OpenAI CEO Sam Altman recently published a new blog post highlighting three key observations on the rapid progression of general artificial intelligence. Interestingly, the executive indicated that the cost of AI will drop 10x times every year.
In the detailed and broad blog post, Sam Altman listed these key highlights:
- The intelligence of an AI model roughly equals the log of the resources used to train and run it.
- The cost to use a given level of AI falls about 10x every 12 months, and lower prices lead to much more use.
- The socioeconomic value of linearly increasing intelligence is super-exponential in nature.
Altman’s key observations were seemingly centered on the recent developments in the AI landscape, including DeepSeek’s emergence with an ultra-cost-effective AI alternative to OpenAI’s exorbitant $200 ChatGPT Pro and reports indicating scaling laws have begun to stunt progression and development of next-gen AI models.
DeepSeek is undoubtedly an interesting key player in the AI landscape and maintains a unique position compared to other rival firms. First, it seemingly proves that startup AI firms don’t necessarily have to break the bank to get a slice of the AI buzz.
On paper, researchers behind the entry claim the company only invested $6 million for the model’s training. However, recent reports have placed the Chinese startup in a bad light after allegations surfaced, suggesting the company scrapped copyrighted content from Microsoft and OpenAI to train its “ultra-cost-effective” AI model. A separate report further claimed that the firm spent $1.6 billion and 50,000 NVIDIA AI chips to develop the AI model.
While the model has been touted as impressive, predominantly because it’s open-source, it has suffered a major “large-scale cyberattack,” which prompted the AI startup to temporarily halt new registrations. Sam Altman believes the socioeconomic value of linearly increasing intelligence is super-exponential in nature. “A consequence of this is that we see no reason for exponentially increasing investment to stop in the near future,” added Altman.
Perhaps more concerning, security researchers unearthed a malicious computer code in DeepSeek’s website sharing user data with the Chinese government without authorization despite the US ban.
However, Altman reiterates that the intelligence of an AI model is closely tied to the resources set aside for its training and operation. “These resources are chiefly training compute, data, and inference compute,” added Altman. “It appears that you can spend arbitrary amounts of money and get continuous and predictable gains; the scaling laws that predict this are accurate over many orders of magnitude.”

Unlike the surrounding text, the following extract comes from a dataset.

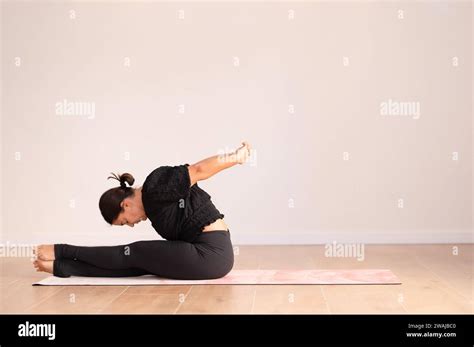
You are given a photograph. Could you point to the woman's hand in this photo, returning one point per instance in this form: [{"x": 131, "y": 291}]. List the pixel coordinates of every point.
[{"x": 243, "y": 153}]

Altman’s observations come weeks after OpenAI unveiled its $500 billion bet on Stargate to facilitate the construction of data centers across the United States to bolster AI advances.
Last year, reports emerged claiming top AI labs, including OpenAI, Google, and Anthropic, were unable to develop advanced AI models due to a lack of high-quality content for training. However, Altman and former Google CEO Eric Schmidt disputed the claims, citing that there is no evidence scaling laws have begun to stunt AI progression. “There’s no wall,” added Altman.